The Incredible Benefits of Eating Hummus Regularly

Date:

Hummus is a tasty dip made from chickpeas, tahini, olive oil, lemon juice, and garlic. It’s a favorite for many and can be found in restaurants, grocery stores, and even gas stations as a quick snack.

In this article, we’ll look at the health benefits of eating hummus often and how to add it to your meals. With its great nutrition and versatility, see why hummus should be a regular part of your diet.

Hummus

The Health Benefits of Hummus

Supports Healthy Weight Management

Hummus isn’t a magic solution for weight loss, but it can help you manage your weight in a healthy way. Hummus has plant-based protein and fiber that keep you full longer. If you stick to a 2-tablespoon serving, it’s also low in calories compared to other dips.

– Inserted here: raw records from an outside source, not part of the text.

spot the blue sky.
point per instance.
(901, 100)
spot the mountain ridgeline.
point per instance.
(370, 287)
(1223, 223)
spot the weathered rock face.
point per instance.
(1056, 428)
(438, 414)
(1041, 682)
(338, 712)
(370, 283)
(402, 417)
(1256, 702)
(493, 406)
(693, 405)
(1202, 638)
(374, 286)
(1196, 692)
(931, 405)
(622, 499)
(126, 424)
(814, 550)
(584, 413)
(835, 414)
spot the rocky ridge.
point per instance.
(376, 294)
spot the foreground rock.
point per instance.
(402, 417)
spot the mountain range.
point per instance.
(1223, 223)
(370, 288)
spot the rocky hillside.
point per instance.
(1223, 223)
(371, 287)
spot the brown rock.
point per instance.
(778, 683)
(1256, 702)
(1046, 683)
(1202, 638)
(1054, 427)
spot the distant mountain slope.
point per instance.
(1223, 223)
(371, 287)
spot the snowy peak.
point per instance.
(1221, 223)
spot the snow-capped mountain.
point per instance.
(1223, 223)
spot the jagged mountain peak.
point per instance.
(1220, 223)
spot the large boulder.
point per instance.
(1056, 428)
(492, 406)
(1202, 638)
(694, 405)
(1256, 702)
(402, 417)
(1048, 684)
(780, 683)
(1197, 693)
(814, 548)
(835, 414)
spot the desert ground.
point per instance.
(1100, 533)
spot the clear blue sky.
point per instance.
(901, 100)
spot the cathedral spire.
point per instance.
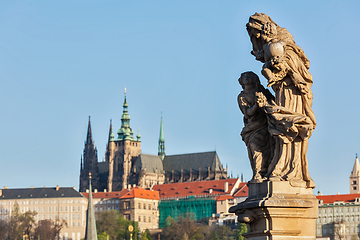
(90, 232)
(356, 169)
(161, 147)
(89, 135)
(125, 132)
(111, 134)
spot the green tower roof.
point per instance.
(125, 132)
(90, 232)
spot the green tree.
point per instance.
(242, 228)
(103, 236)
(115, 225)
(146, 235)
(48, 229)
(20, 223)
(183, 228)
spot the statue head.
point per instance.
(249, 78)
(269, 30)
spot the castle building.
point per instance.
(55, 204)
(125, 165)
(355, 177)
(339, 215)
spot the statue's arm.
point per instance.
(247, 110)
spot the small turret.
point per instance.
(125, 132)
(111, 134)
(161, 147)
(138, 136)
(90, 232)
(89, 135)
(355, 177)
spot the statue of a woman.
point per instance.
(287, 70)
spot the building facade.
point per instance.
(198, 200)
(141, 205)
(339, 215)
(134, 203)
(49, 204)
(125, 164)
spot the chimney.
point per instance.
(226, 187)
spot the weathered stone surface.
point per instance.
(276, 132)
(276, 210)
(277, 128)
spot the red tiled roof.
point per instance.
(223, 197)
(339, 197)
(138, 192)
(243, 190)
(207, 188)
(116, 194)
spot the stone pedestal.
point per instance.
(276, 210)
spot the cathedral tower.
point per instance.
(121, 151)
(355, 177)
(89, 163)
(161, 148)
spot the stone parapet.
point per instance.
(276, 210)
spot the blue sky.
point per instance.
(61, 61)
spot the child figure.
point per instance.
(255, 133)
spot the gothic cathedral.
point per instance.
(125, 165)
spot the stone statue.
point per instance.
(255, 133)
(288, 117)
(281, 204)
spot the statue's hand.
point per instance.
(260, 99)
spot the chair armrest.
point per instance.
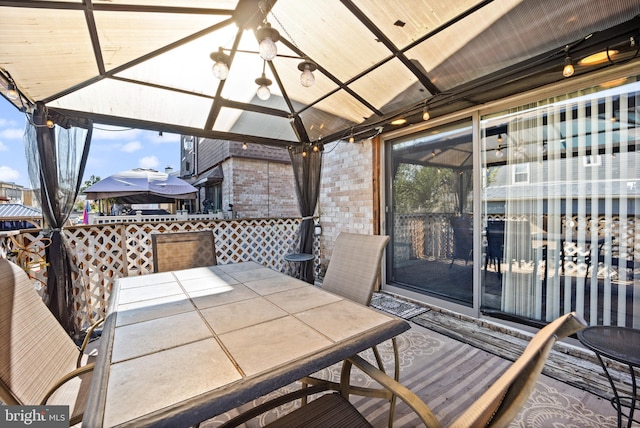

Sarah Keathley, a registered dietitian at Top Nutrition Coaching, cites a National Health and Nutrition Examination Survey (NHANES) to support this. She notes that people who eat chickpeas and hummus, along with other healthy habits, are 53% less likely to be obese and 51% less likely to have high glucose levels.

Aids in Digestion

You probably know that fiber is really good for your stomach and digestion. But a lot of people in the US still aren’t getting enough of it, like 9 out of 10 or even 97 out of 100! Hummus is a yummy way to get more fiber, especially when you eat it with colorful veggies.

Scientists have found out that the fiber in hummus is great for feeding the helpful bacteria in our stomachs and making our stomach bugs more diverse. Most food labels say you should have about 2 tablespoons of hummus at a time.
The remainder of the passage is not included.